Hari-hari yang dilalui Sultan dalam pembuangan dan pengasingan sangat
menyedihkan. Dia dan keluarganya selalu diancam akan dibunuh, istana tua itu
akan diledakkan. Pada suatu pagi selesai shalat Subuh, Sultan memanggil
puteranya, Abdul Rahman. Dialah ahli waris terpenting setelah ketiadaan Sultan
nanti.
“Kita
akan berikan semua harta kita kepada pihak tentara karena mereka memaksa kita
menyerahkannya.” Keluh Sultan kepada Abdul Rahman dengan nada sedih.
Puteranya
itu menangis terisak hebat. Dia menjadi amat takut dengan para tentara yang
bengis itu. Beberapa hari kemudian di lobi Deutche Bank, Istanbul, terjadi
serah terima secara paksa semua harta Sultan, termasuk seluruh tabungan Sultan
kepada pihak tentara.
Sultan
tinggal di istana tua sebagai penjara di Beylerbeyi selama 6 tahun dalam
kondisi yang sangat memperihatinkan. Tubuh kurus kering dan mengidap penyakit
paru yang akut. Sultan benar-benar diisolasi dari dunia luar, sampai-sampai
untuk mengobati penyakit saja dipersulit.
“Maafkan
saya, Tuanku. Mereka tidak mengijinkan saya untuk hadir lebih awal,” dokter
yang merawat Sultan Abdul Hamid sambil berbisik. Nafas Sultan Abdul Hamid turun
naik. Penyakit asthmanya semakin serius.

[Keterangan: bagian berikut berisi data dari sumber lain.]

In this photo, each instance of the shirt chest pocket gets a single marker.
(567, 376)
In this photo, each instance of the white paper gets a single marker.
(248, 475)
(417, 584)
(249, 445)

Dokter sudah tidak dapat berbuat
apa-apa lagi.
Sultan
Abdul Hamid II menghembuskan nafas terakhir dalam penjara Beylerbeyi pada 10
Februari, 1918. Kepergiannya diratapi seluruh penduduk Istanbul karena mereka
sudah sadar. Berkat kebodohan mereka membiarkan Khilafah Utsmaniyyah
dilumpuhkan setelah pencopotan jabatan khilafahnya, 10 tahun yang lalu.
Menangislah… tiada sejarah yang mampu memadamkan penyesalan itu. Wa…Islama!!!
Sumber;
Harb, Muhammad (1998). Catatan Harian Sultan Abdul Hamid II. Darul Qalam, ;
Asy-Syalabi, Ali Muhammad (2003). Bangkit dan Runtuhnya Khilafah ‘Utsmaniyah.